A ocupação, que ressurge mesmo após ter sido retirada pela polícia, tem nome: Favela do Cimento.
É resultado do encontro de duas populações diferentes, mas em igual situação: os trabalhadores informais do entreposto que erguem pequenas barracas de lona na calçada e os moradores de rua que gravitam em torno de um centro da prefeitura –prestes a ser desativado.
Grávida de sete meses e sem emprego, Sílvia Andressa Guedes, 31, foi parar no Cimento após passar quase um ano em albergues.
Até o começo de 2014, conseguia pagar os R$ 800 de aluguel na casa de três cômodos, em Interlagos, na zona sul.
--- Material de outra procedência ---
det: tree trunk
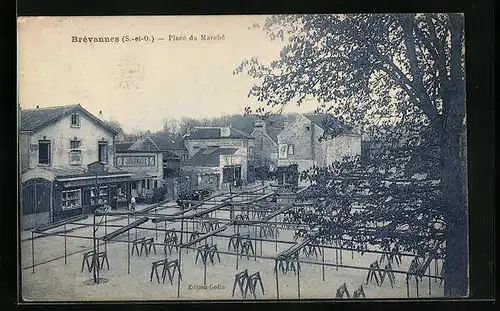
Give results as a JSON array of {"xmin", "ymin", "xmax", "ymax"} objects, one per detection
[
  {"xmin": 441, "ymin": 13, "xmax": 468, "ymax": 297},
  {"xmin": 441, "ymin": 127, "xmax": 468, "ymax": 297}
]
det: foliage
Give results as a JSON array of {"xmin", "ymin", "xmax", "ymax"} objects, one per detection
[
  {"xmin": 103, "ymin": 119, "xmax": 124, "ymax": 134},
  {"xmin": 157, "ymin": 113, "xmax": 300, "ymax": 137},
  {"xmin": 235, "ymin": 13, "xmax": 466, "ymax": 296}
]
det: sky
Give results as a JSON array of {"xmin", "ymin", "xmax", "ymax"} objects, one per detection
[{"xmin": 18, "ymin": 15, "xmax": 315, "ymax": 133}]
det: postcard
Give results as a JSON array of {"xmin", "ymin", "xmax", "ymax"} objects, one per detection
[{"xmin": 18, "ymin": 14, "xmax": 467, "ymax": 301}]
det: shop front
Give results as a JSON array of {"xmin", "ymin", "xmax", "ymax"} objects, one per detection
[
  {"xmin": 115, "ymin": 145, "xmax": 164, "ymax": 203},
  {"xmin": 52, "ymin": 162, "xmax": 132, "ymax": 221},
  {"xmin": 222, "ymin": 164, "xmax": 243, "ymax": 189},
  {"xmin": 129, "ymin": 172, "xmax": 164, "ymax": 203},
  {"xmin": 20, "ymin": 162, "xmax": 132, "ymax": 228}
]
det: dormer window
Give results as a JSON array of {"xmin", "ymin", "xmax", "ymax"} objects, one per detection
[
  {"xmin": 288, "ymin": 144, "xmax": 295, "ymax": 155},
  {"xmin": 70, "ymin": 113, "xmax": 80, "ymax": 127}
]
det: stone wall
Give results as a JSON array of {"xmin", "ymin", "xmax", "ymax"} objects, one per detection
[
  {"xmin": 252, "ymin": 129, "xmax": 278, "ymax": 167},
  {"xmin": 277, "ymin": 115, "xmax": 314, "ymax": 161}
]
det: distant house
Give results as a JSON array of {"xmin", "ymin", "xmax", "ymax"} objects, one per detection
[
  {"xmin": 277, "ymin": 113, "xmax": 362, "ymax": 174},
  {"xmin": 149, "ymin": 134, "xmax": 188, "ymax": 165},
  {"xmin": 19, "ymin": 104, "xmax": 132, "ymax": 229},
  {"xmin": 183, "ymin": 126, "xmax": 255, "ymax": 184},
  {"xmin": 251, "ymin": 120, "xmax": 281, "ymax": 170},
  {"xmin": 115, "ymin": 136, "xmax": 165, "ymax": 200},
  {"xmin": 181, "ymin": 147, "xmax": 247, "ymax": 191}
]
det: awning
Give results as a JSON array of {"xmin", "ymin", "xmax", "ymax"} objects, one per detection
[
  {"xmin": 57, "ymin": 174, "xmax": 133, "ymax": 188},
  {"xmin": 129, "ymin": 172, "xmax": 153, "ymax": 181}
]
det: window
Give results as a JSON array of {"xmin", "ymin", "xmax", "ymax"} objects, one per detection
[
  {"xmin": 38, "ymin": 140, "xmax": 51, "ymax": 165},
  {"xmin": 249, "ymin": 146, "xmax": 254, "ymax": 159},
  {"xmin": 146, "ymin": 179, "xmax": 151, "ymax": 190},
  {"xmin": 278, "ymin": 144, "xmax": 288, "ymax": 159},
  {"xmin": 142, "ymin": 180, "xmax": 146, "ymax": 189},
  {"xmin": 90, "ymin": 186, "xmax": 108, "ymax": 205},
  {"xmin": 69, "ymin": 140, "xmax": 82, "ymax": 165},
  {"xmin": 305, "ymin": 126, "xmax": 310, "ymax": 131},
  {"xmin": 288, "ymin": 144, "xmax": 295, "ymax": 155},
  {"xmin": 98, "ymin": 141, "xmax": 108, "ymax": 163},
  {"xmin": 132, "ymin": 182, "xmax": 137, "ymax": 190},
  {"xmin": 154, "ymin": 180, "xmax": 158, "ymax": 188},
  {"xmin": 260, "ymin": 137, "xmax": 264, "ymax": 150},
  {"xmin": 62, "ymin": 189, "xmax": 82, "ymax": 209},
  {"xmin": 70, "ymin": 113, "xmax": 80, "ymax": 127}
]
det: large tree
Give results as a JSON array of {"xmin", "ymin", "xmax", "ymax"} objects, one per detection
[{"xmin": 235, "ymin": 13, "xmax": 466, "ymax": 296}]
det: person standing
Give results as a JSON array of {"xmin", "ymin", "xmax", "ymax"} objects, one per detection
[{"xmin": 130, "ymin": 196, "xmax": 136, "ymax": 212}]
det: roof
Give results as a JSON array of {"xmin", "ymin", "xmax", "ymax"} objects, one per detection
[
  {"xmin": 116, "ymin": 142, "xmax": 134, "ymax": 151},
  {"xmin": 19, "ymin": 104, "xmax": 120, "ymax": 135},
  {"xmin": 163, "ymin": 150, "xmax": 181, "ymax": 160},
  {"xmin": 116, "ymin": 138, "xmax": 181, "ymax": 159},
  {"xmin": 183, "ymin": 127, "xmax": 253, "ymax": 140},
  {"xmin": 149, "ymin": 134, "xmax": 185, "ymax": 150},
  {"xmin": 252, "ymin": 126, "xmax": 281, "ymax": 145},
  {"xmin": 130, "ymin": 172, "xmax": 153, "ymax": 180},
  {"xmin": 129, "ymin": 136, "xmax": 160, "ymax": 152},
  {"xmin": 184, "ymin": 147, "xmax": 239, "ymax": 167},
  {"xmin": 41, "ymin": 165, "xmax": 128, "ymax": 179},
  {"xmin": 265, "ymin": 127, "xmax": 282, "ymax": 144},
  {"xmin": 303, "ymin": 113, "xmax": 351, "ymax": 132}
]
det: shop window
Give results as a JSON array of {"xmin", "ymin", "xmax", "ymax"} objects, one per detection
[
  {"xmin": 90, "ymin": 186, "xmax": 108, "ymax": 205},
  {"xmin": 69, "ymin": 140, "xmax": 82, "ymax": 165},
  {"xmin": 70, "ymin": 113, "xmax": 80, "ymax": 127},
  {"xmin": 288, "ymin": 144, "xmax": 295, "ymax": 155},
  {"xmin": 98, "ymin": 141, "xmax": 108, "ymax": 163},
  {"xmin": 62, "ymin": 189, "xmax": 82, "ymax": 209},
  {"xmin": 38, "ymin": 140, "xmax": 51, "ymax": 165}
]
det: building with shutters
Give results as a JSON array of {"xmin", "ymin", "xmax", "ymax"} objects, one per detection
[{"xmin": 19, "ymin": 104, "xmax": 132, "ymax": 229}]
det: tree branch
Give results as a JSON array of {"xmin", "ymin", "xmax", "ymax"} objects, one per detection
[{"xmin": 400, "ymin": 14, "xmax": 440, "ymax": 122}]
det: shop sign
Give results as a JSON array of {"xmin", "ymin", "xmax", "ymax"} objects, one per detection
[{"xmin": 116, "ymin": 155, "xmax": 155, "ymax": 167}]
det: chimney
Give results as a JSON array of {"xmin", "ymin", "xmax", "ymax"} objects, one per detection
[
  {"xmin": 254, "ymin": 120, "xmax": 266, "ymax": 131},
  {"xmin": 36, "ymin": 105, "xmax": 39, "ymax": 109},
  {"xmin": 98, "ymin": 110, "xmax": 103, "ymax": 119},
  {"xmin": 116, "ymin": 133, "xmax": 125, "ymax": 142},
  {"xmin": 220, "ymin": 127, "xmax": 230, "ymax": 137}
]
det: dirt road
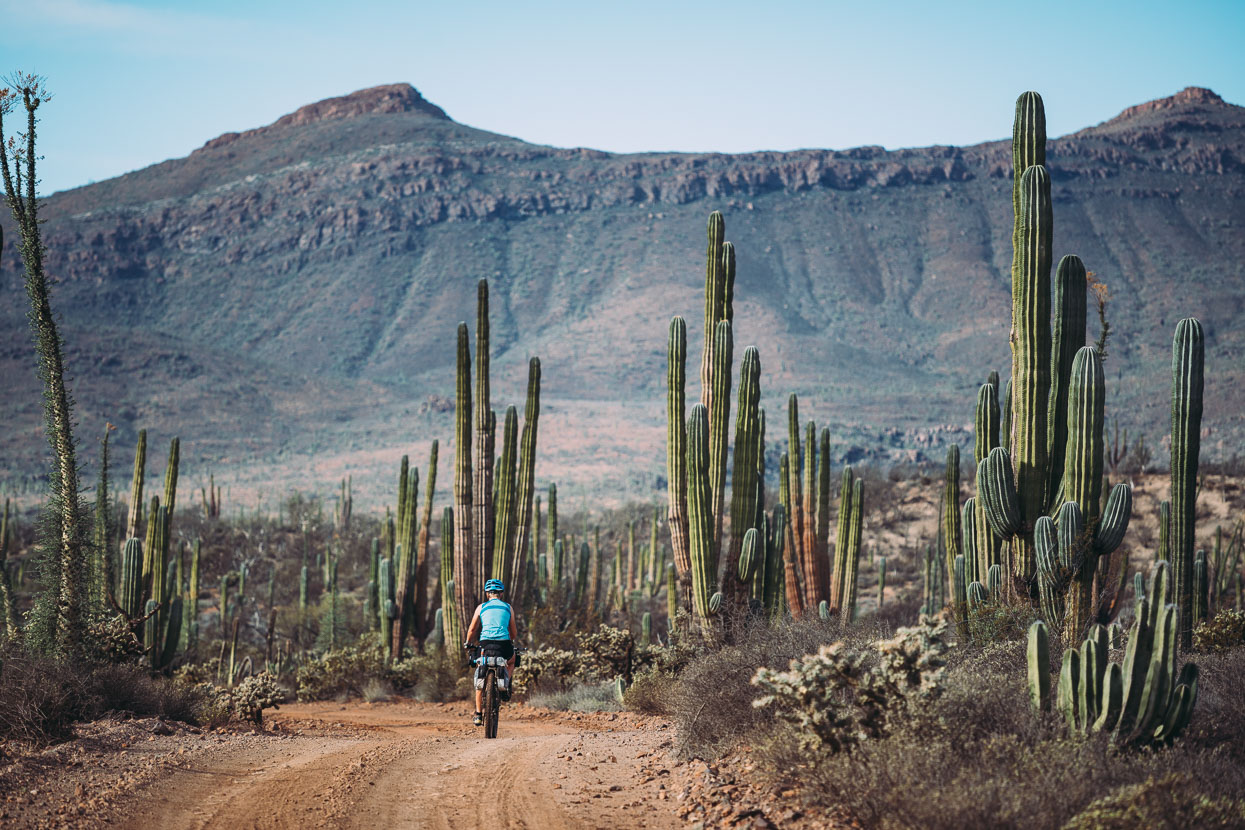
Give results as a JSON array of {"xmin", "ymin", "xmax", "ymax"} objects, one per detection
[{"xmin": 78, "ymin": 701, "xmax": 680, "ymax": 829}]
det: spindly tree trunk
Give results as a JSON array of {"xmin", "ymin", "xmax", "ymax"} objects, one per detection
[{"xmin": 1, "ymin": 79, "xmax": 89, "ymax": 654}]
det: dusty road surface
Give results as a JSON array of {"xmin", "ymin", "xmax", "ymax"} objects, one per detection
[
  {"xmin": 1, "ymin": 702, "xmax": 682, "ymax": 829},
  {"xmin": 124, "ymin": 701, "xmax": 680, "ymax": 830}
]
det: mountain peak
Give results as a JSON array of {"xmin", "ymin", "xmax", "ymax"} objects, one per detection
[
  {"xmin": 199, "ymin": 83, "xmax": 450, "ymax": 153},
  {"xmin": 272, "ymin": 83, "xmax": 450, "ymax": 129},
  {"xmin": 1102, "ymin": 86, "xmax": 1227, "ymax": 126}
]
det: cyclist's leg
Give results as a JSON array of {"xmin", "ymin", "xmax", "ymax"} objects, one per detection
[{"xmin": 475, "ymin": 687, "xmax": 483, "ymax": 713}]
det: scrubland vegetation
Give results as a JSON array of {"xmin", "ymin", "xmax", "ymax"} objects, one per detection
[{"xmin": 1, "ymin": 74, "xmax": 1243, "ymax": 827}]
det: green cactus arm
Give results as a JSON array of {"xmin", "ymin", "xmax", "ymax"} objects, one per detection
[
  {"xmin": 1095, "ymin": 483, "xmax": 1132, "ymax": 555},
  {"xmin": 473, "ymin": 280, "xmax": 494, "ymax": 600},
  {"xmin": 665, "ymin": 318, "xmax": 690, "ymax": 606},
  {"xmin": 960, "ymin": 498, "xmax": 979, "ymax": 585},
  {"xmin": 831, "ymin": 466, "xmax": 854, "ymax": 612},
  {"xmin": 839, "ymin": 477, "xmax": 863, "ymax": 626},
  {"xmin": 1010, "ymin": 164, "xmax": 1054, "ymax": 583},
  {"xmin": 126, "ymin": 430, "xmax": 147, "ymax": 539},
  {"xmin": 739, "ymin": 527, "xmax": 760, "ymax": 584},
  {"xmin": 978, "ymin": 448, "xmax": 1021, "ymax": 538},
  {"xmin": 700, "ymin": 211, "xmax": 726, "ymax": 409},
  {"xmin": 800, "ymin": 421, "xmax": 820, "ymax": 608},
  {"xmin": 1027, "ymin": 620, "xmax": 1051, "ymax": 711},
  {"xmin": 816, "ymin": 428, "xmax": 832, "ymax": 601},
  {"xmin": 686, "ymin": 404, "xmax": 716, "ymax": 620},
  {"xmin": 952, "ymin": 554, "xmax": 968, "ymax": 640},
  {"xmin": 162, "ymin": 437, "xmax": 180, "ymax": 518},
  {"xmin": 453, "ymin": 322, "xmax": 474, "ymax": 646},
  {"xmin": 1171, "ymin": 318, "xmax": 1204, "ymax": 649},
  {"xmin": 1046, "ymin": 255, "xmax": 1087, "ymax": 509},
  {"xmin": 417, "ymin": 440, "xmax": 440, "ymax": 636},
  {"xmin": 726, "ymin": 346, "xmax": 762, "ymax": 600},
  {"xmin": 491, "ymin": 406, "xmax": 518, "ymax": 583},
  {"xmin": 1092, "ymin": 662, "xmax": 1124, "ymax": 733},
  {"xmin": 1060, "ymin": 347, "xmax": 1105, "ymax": 531},
  {"xmin": 786, "ymin": 396, "xmax": 806, "ymax": 601},
  {"xmin": 1057, "ymin": 647, "xmax": 1080, "ymax": 730},
  {"xmin": 944, "ymin": 444, "xmax": 963, "ymax": 591},
  {"xmin": 1012, "ymin": 92, "xmax": 1047, "ymax": 222},
  {"xmin": 1154, "ymin": 663, "xmax": 1199, "ymax": 745}
]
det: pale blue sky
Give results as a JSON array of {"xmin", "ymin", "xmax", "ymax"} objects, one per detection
[{"xmin": 3, "ymin": 0, "xmax": 1243, "ymax": 195}]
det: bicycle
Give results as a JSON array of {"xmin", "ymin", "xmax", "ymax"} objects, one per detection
[{"xmin": 466, "ymin": 644, "xmax": 525, "ymax": 739}]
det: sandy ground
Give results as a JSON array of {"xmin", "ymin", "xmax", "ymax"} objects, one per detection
[{"xmin": 0, "ymin": 702, "xmax": 682, "ymax": 830}]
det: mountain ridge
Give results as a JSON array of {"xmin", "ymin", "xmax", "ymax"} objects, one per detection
[{"xmin": 0, "ymin": 85, "xmax": 1241, "ymax": 505}]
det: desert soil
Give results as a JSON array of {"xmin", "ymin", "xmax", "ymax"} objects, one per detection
[{"xmin": 0, "ymin": 702, "xmax": 683, "ymax": 829}]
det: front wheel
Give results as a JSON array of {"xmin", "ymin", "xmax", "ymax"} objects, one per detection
[{"xmin": 483, "ymin": 669, "xmax": 499, "ymax": 739}]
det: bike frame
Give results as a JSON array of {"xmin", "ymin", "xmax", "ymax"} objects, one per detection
[{"xmin": 467, "ymin": 645, "xmax": 525, "ymax": 739}]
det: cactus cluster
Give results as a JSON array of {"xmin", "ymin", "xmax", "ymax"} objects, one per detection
[
  {"xmin": 450, "ymin": 279, "xmax": 542, "ymax": 644},
  {"xmin": 974, "ymin": 93, "xmax": 1133, "ymax": 643},
  {"xmin": 665, "ymin": 212, "xmax": 869, "ymax": 630},
  {"xmin": 668, "ymin": 212, "xmax": 770, "ymax": 626},
  {"xmin": 1027, "ymin": 561, "xmax": 1198, "ymax": 746},
  {"xmin": 113, "ymin": 436, "xmax": 185, "ymax": 671},
  {"xmin": 779, "ymin": 402, "xmax": 865, "ymax": 624}
]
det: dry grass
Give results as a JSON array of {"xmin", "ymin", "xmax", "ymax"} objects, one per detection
[
  {"xmin": 0, "ymin": 647, "xmax": 208, "ymax": 744},
  {"xmin": 527, "ymin": 680, "xmax": 622, "ymax": 712}
]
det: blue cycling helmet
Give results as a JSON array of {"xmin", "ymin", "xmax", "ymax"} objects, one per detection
[{"xmin": 484, "ymin": 579, "xmax": 505, "ymax": 593}]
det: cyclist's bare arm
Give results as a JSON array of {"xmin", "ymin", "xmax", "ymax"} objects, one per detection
[
  {"xmin": 464, "ymin": 607, "xmax": 482, "ymax": 645},
  {"xmin": 505, "ymin": 616, "xmax": 519, "ymax": 675}
]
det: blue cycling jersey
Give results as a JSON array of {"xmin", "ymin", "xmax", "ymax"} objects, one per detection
[{"xmin": 478, "ymin": 598, "xmax": 512, "ymax": 641}]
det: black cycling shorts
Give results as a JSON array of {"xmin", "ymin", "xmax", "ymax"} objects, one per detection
[{"xmin": 479, "ymin": 639, "xmax": 514, "ymax": 659}]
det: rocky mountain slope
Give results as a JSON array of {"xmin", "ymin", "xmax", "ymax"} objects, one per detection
[{"xmin": 1, "ymin": 84, "xmax": 1241, "ymax": 505}]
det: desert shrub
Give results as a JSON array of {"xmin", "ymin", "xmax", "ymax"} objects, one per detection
[
  {"xmin": 228, "ymin": 672, "xmax": 286, "ymax": 724},
  {"xmin": 84, "ymin": 612, "xmax": 145, "ymax": 662},
  {"xmin": 1062, "ymin": 773, "xmax": 1245, "ymax": 830},
  {"xmin": 528, "ymin": 679, "xmax": 623, "ymax": 712},
  {"xmin": 1194, "ymin": 609, "xmax": 1245, "ymax": 653},
  {"xmin": 79, "ymin": 662, "xmax": 207, "ymax": 724},
  {"xmin": 514, "ymin": 647, "xmax": 576, "ymax": 695},
  {"xmin": 0, "ymin": 650, "xmax": 89, "ymax": 743},
  {"xmin": 671, "ymin": 613, "xmax": 888, "ymax": 758},
  {"xmin": 362, "ymin": 678, "xmax": 393, "ymax": 702},
  {"xmin": 575, "ymin": 625, "xmax": 635, "ymax": 681},
  {"xmin": 0, "ymin": 648, "xmax": 213, "ymax": 743},
  {"xmin": 751, "ymin": 616, "xmax": 950, "ymax": 753},
  {"xmin": 750, "ymin": 640, "xmax": 1245, "ymax": 830},
  {"xmin": 392, "ymin": 652, "xmax": 465, "ymax": 702},
  {"xmin": 295, "ymin": 641, "xmax": 385, "ymax": 700},
  {"xmin": 624, "ymin": 666, "xmax": 677, "ymax": 715},
  {"xmin": 964, "ymin": 595, "xmax": 1036, "ymax": 645},
  {"xmin": 294, "ymin": 636, "xmax": 465, "ymax": 702}
]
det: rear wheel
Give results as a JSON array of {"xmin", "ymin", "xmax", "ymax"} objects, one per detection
[{"xmin": 483, "ymin": 670, "xmax": 499, "ymax": 739}]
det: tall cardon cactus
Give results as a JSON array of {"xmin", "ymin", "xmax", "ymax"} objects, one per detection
[{"xmin": 1170, "ymin": 318, "xmax": 1203, "ymax": 649}]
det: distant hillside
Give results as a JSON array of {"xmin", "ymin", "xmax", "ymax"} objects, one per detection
[{"xmin": 1, "ymin": 84, "xmax": 1241, "ymax": 507}]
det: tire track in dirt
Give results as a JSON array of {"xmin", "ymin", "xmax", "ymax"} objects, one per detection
[{"xmin": 106, "ymin": 701, "xmax": 679, "ymax": 830}]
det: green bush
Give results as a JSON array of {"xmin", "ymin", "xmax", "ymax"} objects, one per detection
[
  {"xmin": 229, "ymin": 673, "xmax": 286, "ymax": 724},
  {"xmin": 514, "ymin": 647, "xmax": 576, "ymax": 695},
  {"xmin": 751, "ymin": 617, "xmax": 950, "ymax": 753},
  {"xmin": 293, "ymin": 635, "xmax": 465, "ymax": 702},
  {"xmin": 1194, "ymin": 609, "xmax": 1245, "ymax": 654},
  {"xmin": 1062, "ymin": 773, "xmax": 1245, "ymax": 830}
]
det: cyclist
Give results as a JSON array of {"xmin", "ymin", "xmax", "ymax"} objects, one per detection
[{"xmin": 464, "ymin": 578, "xmax": 518, "ymax": 727}]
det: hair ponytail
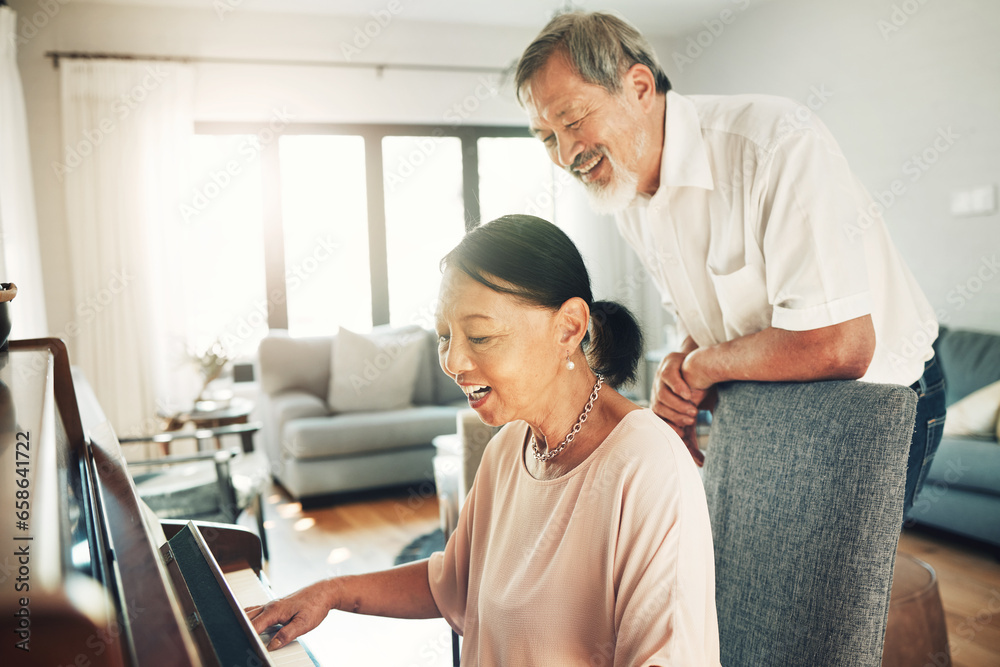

Demitida e sem família por perto, buscou a rua. Ao procurar um novo emprego, descobriu outro problema.
"Que empresa aceita um albergue como comprovante de endereço?", diz. "Nenhuma, ninguém quer um morador de rua, de albergue, do que for, como empregado."
Para viver na favela, ela e outros moradores têm que seguir uma série de regras.
Brigar é terminantemente proibido, mexer com a mulher do outro é senha para ser expulso. Também é vetado o desrespeito a homossexuais.
"Se brigar, a gente vai chamar pro 'resumo' [conversa]. Se não se entenderem, vão vazar", explica Talmos da Conceição Silva, 41, um dos líderes do local.